AT&T has been flying kites for some such service for several years now, and now we finally get to see its shape. The idea is simple: companies/content providers will be able to ‘sponsor’ selected data across AT&T’s mobile data network so that its volume is NOT subtracted from each user’s data allowance. In practice the user might see some sort of ‘free download’ logo associated with content and would then feel empowered to view, safe in the knowledge that it wouldn’t push them over their quota.
It’s not unreasonably being envisaged that such an option might be used by companies offering a special promotional video download (for instance).
Or it could be used as a standard method of billing for mobile access in a corporate environment where the users are all BYOD. The work-related apps are then all zero-rated and paid for by the company.
Or, if the access is initially priced low enough, it might be used by the likes of Netflix to zero-rate its material.

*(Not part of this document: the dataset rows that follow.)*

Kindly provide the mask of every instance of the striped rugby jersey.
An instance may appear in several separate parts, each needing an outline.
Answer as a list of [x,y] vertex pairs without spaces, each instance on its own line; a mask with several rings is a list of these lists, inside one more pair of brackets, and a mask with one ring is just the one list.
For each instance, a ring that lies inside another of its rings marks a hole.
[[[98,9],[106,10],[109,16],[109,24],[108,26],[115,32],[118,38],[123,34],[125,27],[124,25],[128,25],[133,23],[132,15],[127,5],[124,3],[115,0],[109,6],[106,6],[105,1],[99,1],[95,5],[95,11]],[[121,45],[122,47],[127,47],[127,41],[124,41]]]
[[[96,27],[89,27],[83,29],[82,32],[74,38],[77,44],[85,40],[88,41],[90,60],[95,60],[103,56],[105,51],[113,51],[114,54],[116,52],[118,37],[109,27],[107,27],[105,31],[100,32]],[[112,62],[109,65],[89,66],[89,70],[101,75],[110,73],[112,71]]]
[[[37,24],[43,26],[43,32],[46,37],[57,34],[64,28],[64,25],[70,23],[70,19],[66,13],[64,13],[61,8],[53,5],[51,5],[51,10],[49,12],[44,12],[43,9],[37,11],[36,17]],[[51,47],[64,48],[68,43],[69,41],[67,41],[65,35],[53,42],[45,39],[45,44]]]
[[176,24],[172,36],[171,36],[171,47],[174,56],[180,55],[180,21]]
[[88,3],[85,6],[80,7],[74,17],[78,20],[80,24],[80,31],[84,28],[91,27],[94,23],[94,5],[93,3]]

It might be priced so that it appears that users are better off paying slightly more for their viewing material if Netflix (for example) takes care of the wireless bill.
Or, if the bandwidth is priced at a huge, wholesale discount it could feasibly be sold to an aggregator who could then offer it to smaller content providers.
There are many use cases, limited only (as they say) by the imagination.
But the essential element from the industry point of view is that if AT&T bounds through the regulatory hurdles (and as this is mobile there isn’t much of a hurdle in the US) it will have manged to change the internet access model from one-sided to two-side. And this, after all, is the main goal of all the neutrality-busting efforts AT&T and the other large telcos are pushing. They want that little foot in the door that establishes an upstream billing relationship. Those paying attention would have heard it from ETNO about a year ago when there was an orchestrated kerfuffle kicked up over Google paying for telco infrastructure.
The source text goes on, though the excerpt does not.